As the Competition and Markets Authority investigation into the energy market continues more bad news has hit the Big 6 energy suppliers, with Citigroup forecasting British Gas, Scottish Power, SSE, EDF Energy, nPower and E.ON can look forward to losing up to a quarter of their current customer bases by the end of the decade. If that wasn’t bad enough Citigroup have predicted that the “worst performing suppliers” will exit the market altogether.
Citigroup said:
“We believe there will be a reversal of previous industry consolidation over the coming years as independent suppliers and generators take market share and less competitive players exit.
“nPower, with the highest admin costs per customer and weak customer service score, appears to us least well positioned to retain market share.
“[They will need to] restructure their supply businesses drastically to lower their costs and become price competitive, and improve their customer service experience to stem the flow of customer losses.
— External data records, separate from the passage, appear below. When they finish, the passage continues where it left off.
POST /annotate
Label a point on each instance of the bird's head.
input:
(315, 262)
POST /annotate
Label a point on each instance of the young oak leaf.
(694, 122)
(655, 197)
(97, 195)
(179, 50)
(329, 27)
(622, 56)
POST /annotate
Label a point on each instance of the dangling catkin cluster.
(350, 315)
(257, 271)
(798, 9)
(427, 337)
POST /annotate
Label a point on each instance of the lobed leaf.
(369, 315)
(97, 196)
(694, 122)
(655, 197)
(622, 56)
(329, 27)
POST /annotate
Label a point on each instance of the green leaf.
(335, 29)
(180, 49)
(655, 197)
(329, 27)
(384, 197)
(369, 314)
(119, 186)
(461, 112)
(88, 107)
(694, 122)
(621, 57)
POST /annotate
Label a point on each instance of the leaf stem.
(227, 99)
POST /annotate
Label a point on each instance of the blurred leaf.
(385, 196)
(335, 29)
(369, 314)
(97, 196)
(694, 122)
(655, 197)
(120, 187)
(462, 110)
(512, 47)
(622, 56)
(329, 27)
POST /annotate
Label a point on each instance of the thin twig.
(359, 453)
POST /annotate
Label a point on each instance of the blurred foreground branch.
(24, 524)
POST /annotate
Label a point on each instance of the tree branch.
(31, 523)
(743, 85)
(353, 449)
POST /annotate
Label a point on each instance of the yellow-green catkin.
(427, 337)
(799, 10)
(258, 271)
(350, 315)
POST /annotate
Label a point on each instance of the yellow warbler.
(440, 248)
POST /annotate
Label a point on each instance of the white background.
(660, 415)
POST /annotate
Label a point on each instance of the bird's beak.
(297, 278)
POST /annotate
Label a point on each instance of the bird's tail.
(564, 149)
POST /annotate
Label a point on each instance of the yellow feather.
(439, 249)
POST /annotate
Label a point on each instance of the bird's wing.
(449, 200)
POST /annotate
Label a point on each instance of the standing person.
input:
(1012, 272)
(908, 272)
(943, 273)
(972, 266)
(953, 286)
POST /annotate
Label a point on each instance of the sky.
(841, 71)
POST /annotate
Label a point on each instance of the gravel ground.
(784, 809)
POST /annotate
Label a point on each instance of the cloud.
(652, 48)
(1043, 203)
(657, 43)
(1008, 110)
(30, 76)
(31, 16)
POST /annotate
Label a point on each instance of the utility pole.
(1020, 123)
“We may well see some participants simply running their supply business to maximize cash flow in the short term and exit the market at some point”.
The choice, according to Citigroup’s analysis is for the Big 6 to retain high prices, supporting current profit levels whilst losing customers to cheaper more fleet of foot rivals or revising pricing levels and profit margins downwards in order to retain business, leaving current business structures and investment at risk.
Indeed Citigroup believe members of the Big 6 may simply decide to sell their customer portfolios in a new round of consolidation or simply leave the UK market altogether.
The official line from the regulator Ofgem and the CMA however is that something needs to change, not least a thorough review of the profit margins and reporting of the Big 6. Whilst no one would pretend all is well in the UK energy market, the consequence of further consolidation, less choice and lower investment are simply not the ingredients of an improving competitive landscape.